COMMONWEALTH super-featherweight title challenger Kevin O'Hara vowed to copy his Irish sparring partner Martin Lindsay by stripping a Scot of his belt. The Belfast boxer takes on champion Ricky Burns at the Bellahouston Leisure Centre tonight looking to cause an upset.
O'Hara, 27, replaces Steve Foster who pulled out after a purse row, and he has been helped in his preparations by Lindsay, who scored a sixth-round stoppage against South Queensferry fighter Paul Appleby in Belfast in April to become the new British
featherweight champion.
Burns is favourite to retain his belt, as Appleby was in April, but O'Hara said: "I think I will upset the odds, I quietly fancy my chances.
"I have been training with Martin and success breeds success. The guys in my gym didn't fancy Martin against Appleby but I did.
"I put all my savings on him and won £2,500. It was man against boy. It's another Irishman taking another Scot's belt and that's the way I'm looking at it. That's just the way it is."
Burns, 26, was unimpressed with the Irishman's bravado. "He can go in there with all the game plans he wants but there is no way I'm getting beat."
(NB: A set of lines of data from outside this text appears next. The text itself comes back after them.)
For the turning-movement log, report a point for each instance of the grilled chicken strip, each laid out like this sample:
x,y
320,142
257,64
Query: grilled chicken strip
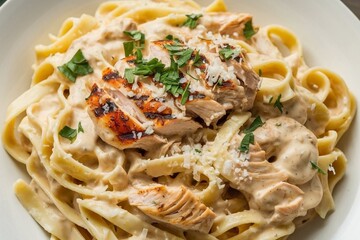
x,y
117,127
174,205
146,106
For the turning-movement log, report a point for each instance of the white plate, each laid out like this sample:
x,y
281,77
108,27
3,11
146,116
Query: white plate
x,y
330,35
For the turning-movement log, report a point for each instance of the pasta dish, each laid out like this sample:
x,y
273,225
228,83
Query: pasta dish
x,y
162,119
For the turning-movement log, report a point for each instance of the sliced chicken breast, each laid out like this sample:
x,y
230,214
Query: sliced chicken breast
x,y
177,206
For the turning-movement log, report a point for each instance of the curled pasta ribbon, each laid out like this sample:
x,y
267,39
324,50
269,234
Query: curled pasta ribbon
x,y
280,43
175,164
98,214
337,160
246,225
276,79
71,29
45,213
327,142
331,89
144,11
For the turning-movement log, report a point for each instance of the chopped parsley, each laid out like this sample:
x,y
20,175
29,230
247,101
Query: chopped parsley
x,y
184,57
249,135
137,44
148,68
77,66
316,167
136,36
278,104
192,20
245,143
70,133
249,30
183,54
169,76
227,53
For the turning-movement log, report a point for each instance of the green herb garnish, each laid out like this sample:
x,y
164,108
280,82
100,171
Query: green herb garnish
x,y
68,133
148,68
184,57
246,141
137,44
249,30
278,104
77,66
316,167
227,53
192,20
136,36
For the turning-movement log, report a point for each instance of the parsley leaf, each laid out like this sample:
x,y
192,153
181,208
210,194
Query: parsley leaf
x,y
227,53
248,30
68,133
184,57
148,68
77,66
192,20
278,104
315,166
246,141
136,36
139,43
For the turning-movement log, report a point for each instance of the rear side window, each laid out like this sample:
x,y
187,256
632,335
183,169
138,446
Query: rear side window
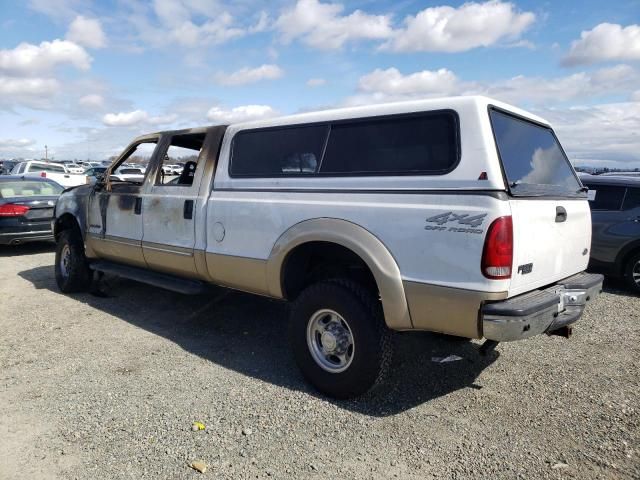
x,y
29,189
424,144
606,197
532,158
631,199
40,167
416,144
278,152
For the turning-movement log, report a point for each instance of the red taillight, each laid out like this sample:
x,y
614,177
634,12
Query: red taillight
x,y
11,210
497,255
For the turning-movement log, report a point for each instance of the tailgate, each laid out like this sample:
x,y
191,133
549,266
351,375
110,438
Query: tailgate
x,y
552,238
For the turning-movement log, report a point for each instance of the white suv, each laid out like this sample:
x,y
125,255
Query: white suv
x,y
458,215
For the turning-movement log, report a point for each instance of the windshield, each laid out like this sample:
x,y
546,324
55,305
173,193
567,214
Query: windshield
x,y
533,160
29,189
44,167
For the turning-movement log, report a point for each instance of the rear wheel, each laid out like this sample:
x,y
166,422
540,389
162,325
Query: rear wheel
x,y
71,267
632,273
339,338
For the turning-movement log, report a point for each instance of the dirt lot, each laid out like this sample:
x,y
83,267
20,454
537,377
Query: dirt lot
x,y
108,387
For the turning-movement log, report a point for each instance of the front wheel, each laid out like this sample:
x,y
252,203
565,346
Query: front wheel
x,y
71,268
632,273
339,338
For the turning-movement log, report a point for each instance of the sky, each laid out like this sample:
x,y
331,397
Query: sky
x,y
85,77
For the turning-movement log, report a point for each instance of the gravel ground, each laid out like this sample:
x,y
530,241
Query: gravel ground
x,y
108,387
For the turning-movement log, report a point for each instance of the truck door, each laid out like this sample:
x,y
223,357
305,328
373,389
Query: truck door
x,y
115,211
171,206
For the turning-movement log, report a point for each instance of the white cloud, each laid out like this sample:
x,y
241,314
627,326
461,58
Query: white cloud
x,y
449,29
31,92
92,100
391,85
163,119
249,75
605,42
262,24
137,117
125,119
321,25
316,82
87,32
28,59
599,135
16,143
240,114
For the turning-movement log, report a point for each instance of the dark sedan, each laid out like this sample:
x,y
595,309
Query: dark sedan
x,y
26,208
615,214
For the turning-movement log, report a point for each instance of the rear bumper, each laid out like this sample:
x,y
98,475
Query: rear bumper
x,y
540,311
16,237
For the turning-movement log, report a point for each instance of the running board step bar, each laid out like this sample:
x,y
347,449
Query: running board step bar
x,y
162,280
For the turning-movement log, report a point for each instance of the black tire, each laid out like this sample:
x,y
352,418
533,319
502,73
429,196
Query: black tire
x,y
372,341
633,268
77,277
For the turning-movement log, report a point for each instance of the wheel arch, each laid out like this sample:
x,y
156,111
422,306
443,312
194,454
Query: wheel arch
x,y
66,221
625,253
356,239
70,211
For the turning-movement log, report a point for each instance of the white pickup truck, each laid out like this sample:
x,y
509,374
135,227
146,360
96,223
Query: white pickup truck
x,y
54,171
457,215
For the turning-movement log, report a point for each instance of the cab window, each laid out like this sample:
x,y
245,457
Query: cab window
x,y
181,160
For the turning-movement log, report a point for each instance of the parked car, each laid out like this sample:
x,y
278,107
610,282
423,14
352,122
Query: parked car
x,y
6,166
94,172
26,208
74,168
461,216
128,174
54,171
615,214
172,169
620,174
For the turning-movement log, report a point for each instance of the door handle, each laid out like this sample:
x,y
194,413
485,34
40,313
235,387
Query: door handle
x,y
187,211
561,214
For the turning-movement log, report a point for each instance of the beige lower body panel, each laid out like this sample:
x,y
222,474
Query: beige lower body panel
x,y
454,311
242,273
170,259
117,249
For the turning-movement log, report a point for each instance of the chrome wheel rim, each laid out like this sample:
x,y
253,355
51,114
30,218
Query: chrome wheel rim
x,y
330,341
65,261
635,273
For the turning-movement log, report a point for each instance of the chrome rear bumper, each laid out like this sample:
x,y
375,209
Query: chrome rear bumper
x,y
540,311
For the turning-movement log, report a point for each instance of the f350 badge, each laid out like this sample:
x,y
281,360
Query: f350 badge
x,y
470,222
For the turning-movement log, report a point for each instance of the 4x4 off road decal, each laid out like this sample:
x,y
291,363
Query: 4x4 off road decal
x,y
440,221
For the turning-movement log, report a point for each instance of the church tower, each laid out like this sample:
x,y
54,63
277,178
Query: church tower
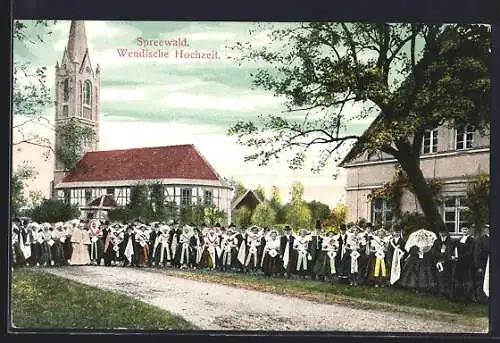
x,y
77,87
Further down the bill, the former WBO super-featherweight champion Alex Arthur gets back on the comeback trail against Mohamed Benbiou after losing his title to Nicky Cook nine months ago. The Edinburgh fighter has since moved up to lightweight and claims to feel the benefit.
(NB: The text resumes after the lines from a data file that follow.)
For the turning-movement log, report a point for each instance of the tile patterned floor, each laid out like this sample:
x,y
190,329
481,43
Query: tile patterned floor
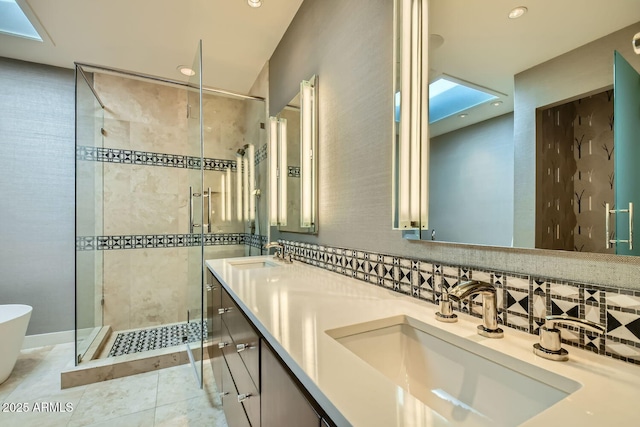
x,y
168,397
155,338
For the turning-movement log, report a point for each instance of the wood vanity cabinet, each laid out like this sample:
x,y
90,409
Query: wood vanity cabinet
x,y
258,390
283,403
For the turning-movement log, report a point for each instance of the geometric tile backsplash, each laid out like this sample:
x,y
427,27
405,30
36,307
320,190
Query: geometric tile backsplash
x,y
149,241
117,155
523,300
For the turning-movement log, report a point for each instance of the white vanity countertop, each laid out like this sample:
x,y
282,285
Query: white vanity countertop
x,y
294,304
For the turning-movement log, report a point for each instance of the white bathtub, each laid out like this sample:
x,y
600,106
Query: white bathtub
x,y
14,319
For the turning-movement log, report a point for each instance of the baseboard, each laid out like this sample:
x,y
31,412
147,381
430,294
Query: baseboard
x,y
53,338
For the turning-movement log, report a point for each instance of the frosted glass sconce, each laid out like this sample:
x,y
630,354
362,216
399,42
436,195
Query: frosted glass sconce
x,y
410,118
308,149
251,189
278,171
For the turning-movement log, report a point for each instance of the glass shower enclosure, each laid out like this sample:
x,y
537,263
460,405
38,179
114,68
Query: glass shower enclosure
x,y
169,174
89,262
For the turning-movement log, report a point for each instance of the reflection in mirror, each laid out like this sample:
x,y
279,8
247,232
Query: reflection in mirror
x,y
295,131
532,164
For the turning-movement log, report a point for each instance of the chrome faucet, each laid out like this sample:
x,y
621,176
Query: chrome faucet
x,y
279,249
550,345
281,253
489,327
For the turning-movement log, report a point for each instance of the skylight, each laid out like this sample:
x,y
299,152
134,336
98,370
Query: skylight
x,y
448,96
14,22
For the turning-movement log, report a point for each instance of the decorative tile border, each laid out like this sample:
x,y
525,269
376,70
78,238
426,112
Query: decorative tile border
x,y
146,158
294,171
523,300
154,241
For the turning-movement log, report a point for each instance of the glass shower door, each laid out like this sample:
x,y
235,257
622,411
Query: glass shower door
x,y
89,179
197,221
626,131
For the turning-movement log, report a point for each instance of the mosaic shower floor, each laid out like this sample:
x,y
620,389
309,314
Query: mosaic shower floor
x,y
156,338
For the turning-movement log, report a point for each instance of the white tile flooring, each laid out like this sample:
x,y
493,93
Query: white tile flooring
x,y
168,397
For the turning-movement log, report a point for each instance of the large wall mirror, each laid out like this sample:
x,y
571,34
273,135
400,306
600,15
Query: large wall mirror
x,y
521,122
297,146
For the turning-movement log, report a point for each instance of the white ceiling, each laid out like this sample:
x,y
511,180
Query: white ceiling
x,y
482,46
155,36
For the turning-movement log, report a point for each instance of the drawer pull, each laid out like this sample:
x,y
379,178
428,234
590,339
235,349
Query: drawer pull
x,y
243,397
243,347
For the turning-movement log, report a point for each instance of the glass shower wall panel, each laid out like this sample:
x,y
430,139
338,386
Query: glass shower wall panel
x,y
199,222
627,152
89,214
In Aberdeen's Beach Ballroom on the same night, local hero Lee McAllister, 26, will fight for the vacant Commonwealth lightweight title against Ghana's Godfred Sowah.
McAllister's manager, Tommy Gilmour, insists his fighter, who lost his British title clash with John Murray in January, is aware of the importance of this fight.
He said: "Lee is in good shape. He realises that if he wins then this can be the stepping-stone to bigger and better things."